Elle passa deux jours à essayer d’être affligée, de trouver en lui quelque chose qui le lui fît regretter. Elle confia à la directrice qui la consolait avec les phrases appropriées à la circonstance, qu’elle ne réussissait pas à éprouver du chagrin.

– Un père, et même une mère, n’ont rien de précieux en soi, déclara-t-elle à la supérieure terrifiée. On ne doit aux gens que ce qu’ils vous ont donné. Les parents ne sont chers que s’ils aiment leurs enfants, autrement ils ne sont que M. Jones ou M. Hobson. C’est ce que je ressens à l’égard de papa. J’ai bien essayé d’être affligée, mais la seule larme que j’aie pu tirer des mes yeux m’est venue à la pensée que j’étais orpheline. Les orphelines sont bien à plaindre.

Miss Washburton Flemming sentit qu’il était de son devoir de polir un angle dangereux.

– Votre père, ma chère enfant, a travaillé durement pour vous. Il vous a donné un home confortable, il vous a acheté tout ce que vous avez, et a payé votre éducation.

– Mais on l’aurait mis en prison s’il ne l’avait pas fait, répliqua Octobre. Je suis désolée, Miss Flemming, mais j’ai appris à me faire à ce sujet une opinion bien à moi. Je n’en vois aucune autre qui me convienne pour le moment.

En fait, son père ne lui avait rien laissé. Il n’avait pas de fortune, ainsi que le lui dit M. Elmer, un homme haut de taille et peu soigné. M. Jones ne vivait que d’une rente arrêtée à sa mort. M. Elmer, dont Octobre ne se souvenait qu’à peine, était son oncle, le beau-frère de sa mère et l’unique administrateur de la fortune de celle-ci. Il devint le tuteur d’Octobre et son hôte à contre-cœur.

Son changement d’existence lui fut d’abord une bienfaisante illusion. Elle passait de l’intense activité du pensionnat à la tranquillité de la maison de son oncle, la « Ferme des Quatre Hêtres ». C’était passer d’un tourbillon à une eau calme. Il est vrai qu’au bout de vingt-quatre heures, cette tranquillité avait tout de la stagnation des étangs, à la surface desquels se forme une écume verdâtre. Mme Adélaïde Elmer n’était qu’une mince compensation à tout ce qu’Octobre avait quitté.

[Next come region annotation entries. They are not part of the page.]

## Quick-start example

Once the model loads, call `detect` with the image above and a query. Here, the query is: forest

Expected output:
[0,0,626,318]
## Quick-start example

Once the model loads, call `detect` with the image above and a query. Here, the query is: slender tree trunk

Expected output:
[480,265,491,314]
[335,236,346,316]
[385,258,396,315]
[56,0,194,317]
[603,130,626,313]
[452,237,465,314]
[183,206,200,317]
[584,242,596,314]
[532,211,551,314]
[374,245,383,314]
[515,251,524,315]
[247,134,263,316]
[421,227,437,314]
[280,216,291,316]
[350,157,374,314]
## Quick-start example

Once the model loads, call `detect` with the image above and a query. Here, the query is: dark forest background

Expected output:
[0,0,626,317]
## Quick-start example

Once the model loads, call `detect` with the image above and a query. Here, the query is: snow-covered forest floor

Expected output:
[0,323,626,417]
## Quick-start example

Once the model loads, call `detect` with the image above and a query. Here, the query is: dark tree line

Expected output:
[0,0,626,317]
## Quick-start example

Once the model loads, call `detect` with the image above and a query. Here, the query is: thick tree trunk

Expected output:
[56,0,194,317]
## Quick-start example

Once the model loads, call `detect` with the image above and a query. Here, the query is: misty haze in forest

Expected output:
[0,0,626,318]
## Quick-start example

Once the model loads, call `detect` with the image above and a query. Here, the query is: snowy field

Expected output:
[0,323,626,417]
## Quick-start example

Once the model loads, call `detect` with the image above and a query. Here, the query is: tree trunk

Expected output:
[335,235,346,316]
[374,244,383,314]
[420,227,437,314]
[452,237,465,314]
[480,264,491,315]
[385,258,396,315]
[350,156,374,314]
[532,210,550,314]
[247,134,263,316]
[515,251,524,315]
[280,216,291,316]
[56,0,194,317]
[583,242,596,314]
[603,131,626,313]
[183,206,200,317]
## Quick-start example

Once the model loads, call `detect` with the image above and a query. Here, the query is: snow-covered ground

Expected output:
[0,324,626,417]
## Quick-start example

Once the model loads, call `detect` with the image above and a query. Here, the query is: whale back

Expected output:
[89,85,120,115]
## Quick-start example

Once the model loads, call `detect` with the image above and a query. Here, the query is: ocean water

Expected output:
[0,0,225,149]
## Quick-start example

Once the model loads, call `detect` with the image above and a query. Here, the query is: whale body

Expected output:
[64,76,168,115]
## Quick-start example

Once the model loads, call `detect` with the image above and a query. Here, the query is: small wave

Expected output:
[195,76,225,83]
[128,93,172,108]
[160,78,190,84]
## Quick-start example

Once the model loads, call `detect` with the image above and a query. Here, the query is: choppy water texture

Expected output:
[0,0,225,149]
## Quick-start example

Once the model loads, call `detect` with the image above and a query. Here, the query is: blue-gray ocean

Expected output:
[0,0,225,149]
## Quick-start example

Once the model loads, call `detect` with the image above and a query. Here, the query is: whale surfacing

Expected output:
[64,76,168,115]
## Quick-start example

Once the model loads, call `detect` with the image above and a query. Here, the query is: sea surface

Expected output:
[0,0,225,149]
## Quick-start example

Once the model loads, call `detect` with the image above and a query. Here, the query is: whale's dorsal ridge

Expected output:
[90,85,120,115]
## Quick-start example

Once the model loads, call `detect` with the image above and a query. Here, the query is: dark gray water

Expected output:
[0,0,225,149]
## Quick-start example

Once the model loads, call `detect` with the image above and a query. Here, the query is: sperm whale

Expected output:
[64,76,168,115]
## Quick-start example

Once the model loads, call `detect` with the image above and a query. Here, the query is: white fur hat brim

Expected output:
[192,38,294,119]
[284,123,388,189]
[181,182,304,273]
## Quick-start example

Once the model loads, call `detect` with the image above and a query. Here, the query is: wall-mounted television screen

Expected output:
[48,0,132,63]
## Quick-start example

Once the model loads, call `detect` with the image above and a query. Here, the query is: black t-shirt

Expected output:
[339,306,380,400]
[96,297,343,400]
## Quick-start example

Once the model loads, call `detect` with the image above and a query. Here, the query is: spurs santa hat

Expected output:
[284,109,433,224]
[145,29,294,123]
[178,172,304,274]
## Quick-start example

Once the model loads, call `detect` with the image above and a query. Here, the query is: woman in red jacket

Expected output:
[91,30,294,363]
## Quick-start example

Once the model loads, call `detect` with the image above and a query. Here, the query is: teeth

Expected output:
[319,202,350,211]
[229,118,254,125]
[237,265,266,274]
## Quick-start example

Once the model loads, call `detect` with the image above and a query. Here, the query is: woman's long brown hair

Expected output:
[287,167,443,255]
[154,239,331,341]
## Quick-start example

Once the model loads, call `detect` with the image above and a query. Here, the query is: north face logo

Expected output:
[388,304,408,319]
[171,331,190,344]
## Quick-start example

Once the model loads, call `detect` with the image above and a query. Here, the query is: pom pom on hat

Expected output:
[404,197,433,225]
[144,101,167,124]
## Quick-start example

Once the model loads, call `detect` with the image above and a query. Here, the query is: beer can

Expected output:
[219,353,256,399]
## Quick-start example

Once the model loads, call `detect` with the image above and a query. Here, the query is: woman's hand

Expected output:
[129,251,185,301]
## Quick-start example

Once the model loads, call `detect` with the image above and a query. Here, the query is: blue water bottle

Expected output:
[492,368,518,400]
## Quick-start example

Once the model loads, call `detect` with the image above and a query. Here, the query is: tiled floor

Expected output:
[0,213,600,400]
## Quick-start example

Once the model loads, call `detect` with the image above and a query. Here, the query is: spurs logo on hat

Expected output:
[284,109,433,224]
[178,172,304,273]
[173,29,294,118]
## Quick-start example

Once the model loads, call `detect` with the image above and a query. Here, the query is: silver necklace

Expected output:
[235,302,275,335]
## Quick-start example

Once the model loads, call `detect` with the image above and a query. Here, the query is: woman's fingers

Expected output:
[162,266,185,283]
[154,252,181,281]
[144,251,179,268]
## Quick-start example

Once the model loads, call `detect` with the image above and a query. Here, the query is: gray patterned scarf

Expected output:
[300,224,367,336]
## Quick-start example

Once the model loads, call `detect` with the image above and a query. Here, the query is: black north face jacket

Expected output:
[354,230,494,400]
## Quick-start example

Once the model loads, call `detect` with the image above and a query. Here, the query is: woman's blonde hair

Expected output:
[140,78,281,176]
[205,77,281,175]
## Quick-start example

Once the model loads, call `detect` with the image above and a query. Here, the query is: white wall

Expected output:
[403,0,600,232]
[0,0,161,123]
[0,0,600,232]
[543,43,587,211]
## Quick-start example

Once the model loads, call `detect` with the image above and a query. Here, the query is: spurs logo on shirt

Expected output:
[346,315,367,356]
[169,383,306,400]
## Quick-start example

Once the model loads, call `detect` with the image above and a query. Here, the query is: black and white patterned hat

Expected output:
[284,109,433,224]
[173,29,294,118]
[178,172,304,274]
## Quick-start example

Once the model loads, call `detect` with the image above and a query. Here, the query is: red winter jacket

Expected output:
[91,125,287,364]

Elle ne se rebella pas, quoique la rébellion fût son état habituel. La sauvagerie du tigre n’est pas affectée d’un changement de cage. Le dompteur actuel n’avait jamais eu qu’à dompter la sauvagerie de chats domestiques et ce chat sauvage montrant ses griffes l’étonnait et le vexait. Miss Flemming avait toujours eu la sagesse de faire alterner les périodes d’athéisme aigu et celles de piété profonde, elle était arrivée par ce moyen à un certain état de stabilité spirituelle tout à fait remarquable.

Mais Mme Elmer manquait de discernement, la charité n’était guère son fait. Elle avait été dressée à l’obéissance, à une foi aveugle dans la « Parole sacrée », et à un mutisme absolu en présence de ses aînés.

Le Révérend Stevens fut appelé, son aide invoquée. Il vint un samedi après-midi, portant dans ses immenses mains trois petits livres de conseil et de réconfort. Il n’impressionna nullement Octobre. Il avait reçu une éducation stricte qui avait fait ressortir en lui certains traits rudes que seule une grande expérience ou la bonté innée d’un grand cœur aurait pu mitiger.

– Il possède tous les tours et toutes les images de la théologie, mais il ne possède pas un seul tapis et mange avec les doigts, disait Octobre.

Mme Elmer, prenant ces mots à la lettre, en était restée sidérée.

– Jamais un homme meilleur n’a vu le jour, protestait-elle de sa voix d’orfraie. Il mange avec un couteau et une fourchette, comme vous, Octobre, je n’ai jamais entendu fausseté plus abominable !

Octobre ne discuta pas. Elle ne discutait jamais, à moins d’une victoire à gagner. Elle accepta avec une remarquable tranquillité le projet de mariage que lui présenta nerveusement M. Elmer.

– Vraiment ? demanda-t-elle avec intérêt. Et qui avez-vous trouvé ?

M. Elmer réprima le désir qu’il avait de s’étendre sur le sang-froid parfait que témoignait Octobre.

– J’en ai parlé à Lee Wasser…, commença-t-il.

Samuel Wasser fut présenté le lendemain. Il était parfaitement sûr de lui-même, et parla sans arrêt de son sujet favori.